Cheers for all your help
Upvotes: 4
Views: 12323
Reputation: 1324
My solution: :)
scope :full_name_contains, lambda { |query|
full_name = Arel::Nodes::NamedFunction.new('concat', [
arel_table[:first_name],
Arel::Nodes.build_quoted(' '),
arel_table[:last_name]
]
)
where(full_name.matches("%#{query}%"))
}
def full_name
"#{first_name} #{last_name}"
end
Upvotes: 0
Reputation: 296
Extending @Chase Gilliam response, this is the query for a MySQL DB
User.select("id, CONCAT(name, last_name) as value")
Hope that helps
Upvotes: 1
Reputation: 5585
Use #
when joining two field with different datatypes.

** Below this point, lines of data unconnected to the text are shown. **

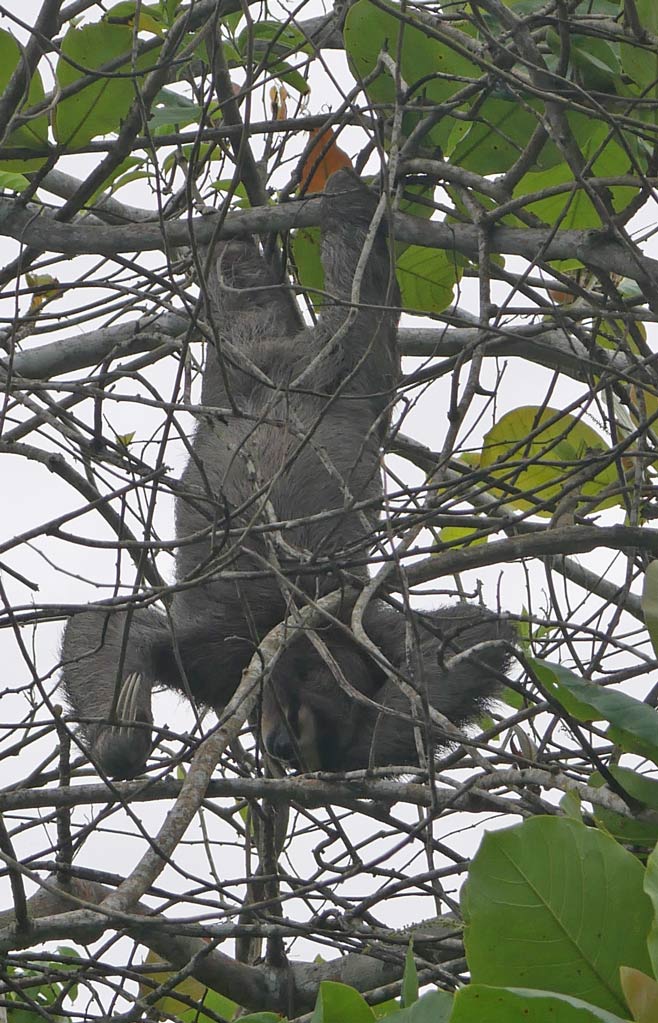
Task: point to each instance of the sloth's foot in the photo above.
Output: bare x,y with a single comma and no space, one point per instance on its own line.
122,748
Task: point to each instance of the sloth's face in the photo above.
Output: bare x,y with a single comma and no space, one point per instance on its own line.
308,718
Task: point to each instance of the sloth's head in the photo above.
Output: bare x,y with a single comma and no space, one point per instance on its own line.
308,721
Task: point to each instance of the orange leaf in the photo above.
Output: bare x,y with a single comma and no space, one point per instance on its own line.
322,160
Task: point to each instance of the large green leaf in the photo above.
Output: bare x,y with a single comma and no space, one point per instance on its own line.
628,830
535,470
99,106
633,724
572,208
493,141
338,1003
33,135
435,1007
510,1005
432,70
651,888
427,278
554,905
650,603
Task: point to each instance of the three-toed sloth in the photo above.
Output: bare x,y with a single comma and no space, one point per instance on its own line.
280,499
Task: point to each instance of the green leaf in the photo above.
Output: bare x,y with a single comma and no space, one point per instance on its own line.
172,110
633,724
461,536
10,181
539,465
432,70
514,1005
262,1018
149,16
409,978
306,254
640,60
494,141
650,603
651,888
338,1003
572,209
272,39
283,71
435,1007
543,906
99,106
33,135
623,829
642,994
427,278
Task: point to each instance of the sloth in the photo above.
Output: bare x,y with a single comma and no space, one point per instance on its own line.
279,502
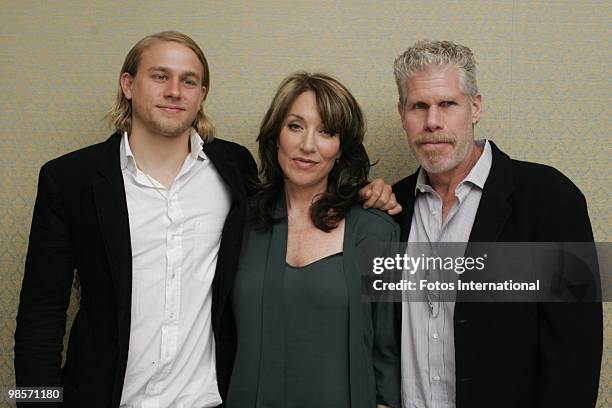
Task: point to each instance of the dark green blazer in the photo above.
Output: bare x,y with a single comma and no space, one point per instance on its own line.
374,364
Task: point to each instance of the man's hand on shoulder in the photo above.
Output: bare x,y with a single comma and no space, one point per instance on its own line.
379,195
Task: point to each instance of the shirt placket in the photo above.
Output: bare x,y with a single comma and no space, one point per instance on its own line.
170,324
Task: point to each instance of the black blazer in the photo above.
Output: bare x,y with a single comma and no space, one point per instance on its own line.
521,355
80,223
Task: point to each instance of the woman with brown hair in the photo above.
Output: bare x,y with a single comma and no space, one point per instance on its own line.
305,339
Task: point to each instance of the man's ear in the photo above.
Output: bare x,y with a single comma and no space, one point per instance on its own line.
476,108
125,81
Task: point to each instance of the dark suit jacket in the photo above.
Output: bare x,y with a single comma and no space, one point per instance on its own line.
81,223
523,355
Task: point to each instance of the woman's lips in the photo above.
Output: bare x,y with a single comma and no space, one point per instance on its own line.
303,163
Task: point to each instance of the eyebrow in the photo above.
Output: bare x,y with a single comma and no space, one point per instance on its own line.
297,116
183,74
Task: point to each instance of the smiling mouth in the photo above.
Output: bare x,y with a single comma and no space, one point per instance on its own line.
304,163
171,109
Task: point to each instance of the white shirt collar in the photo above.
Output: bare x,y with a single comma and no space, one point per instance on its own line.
126,157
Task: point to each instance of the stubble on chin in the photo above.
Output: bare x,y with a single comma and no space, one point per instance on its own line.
171,129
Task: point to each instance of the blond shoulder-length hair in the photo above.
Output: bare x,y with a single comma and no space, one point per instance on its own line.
120,114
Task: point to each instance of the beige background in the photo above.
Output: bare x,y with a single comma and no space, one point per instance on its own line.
543,72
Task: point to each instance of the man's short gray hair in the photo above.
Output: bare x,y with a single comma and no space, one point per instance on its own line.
426,54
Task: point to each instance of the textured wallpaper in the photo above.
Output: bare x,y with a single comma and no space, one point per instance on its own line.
543,72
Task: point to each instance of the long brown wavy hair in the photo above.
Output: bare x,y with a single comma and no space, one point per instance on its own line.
340,114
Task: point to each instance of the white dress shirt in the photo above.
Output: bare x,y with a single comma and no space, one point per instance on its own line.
175,236
428,343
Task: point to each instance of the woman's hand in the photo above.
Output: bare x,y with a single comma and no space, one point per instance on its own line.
379,195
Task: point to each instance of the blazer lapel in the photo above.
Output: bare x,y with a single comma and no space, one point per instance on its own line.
225,165
111,207
404,193
494,208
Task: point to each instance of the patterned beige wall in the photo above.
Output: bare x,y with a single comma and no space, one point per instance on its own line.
543,70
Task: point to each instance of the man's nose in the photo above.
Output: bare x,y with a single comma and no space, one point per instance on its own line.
173,88
434,119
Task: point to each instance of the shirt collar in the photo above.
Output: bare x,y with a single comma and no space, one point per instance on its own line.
126,157
477,176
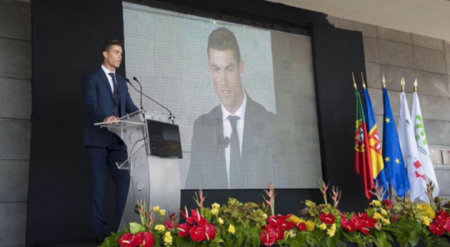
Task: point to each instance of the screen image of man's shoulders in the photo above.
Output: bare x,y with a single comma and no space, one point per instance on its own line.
231,145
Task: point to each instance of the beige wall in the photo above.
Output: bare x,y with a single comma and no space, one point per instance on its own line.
399,54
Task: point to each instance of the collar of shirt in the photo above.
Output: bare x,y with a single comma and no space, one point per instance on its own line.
227,131
240,112
109,77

For instance, adding one integer and string with +
will give an error.
class User < ActiveRecord::Base
def name
"#{first_name} #{last_name}"
end
end
Upvotes: 1
Reputation: 2826
For posterity and future googlers, you can do the following assuming postgres(maybe mysql?):
User.select("(first_name || ' ' || last_name) as name").where(organization: current_user.organization)
The select uses the ||
SQL operator to concat the strings from the fields first_name
and last_name
, and as name
returns the result in a column "name".
Which might return:
+----+--------------------+
| id | name |
+----+--------------------+
| 3 | Ada Lovelace |
| 18 | Alan Turing |
+----+--------------------+
Upvotes: 8
Reputation: 1072
in your model:
def full_name
[first_name, last_name].join(' ')
end
Upvotes: 10
Reputation: 106027
I think virtual attributes are right up your alley. This Railscast explains them, with an example that looks just like your use case.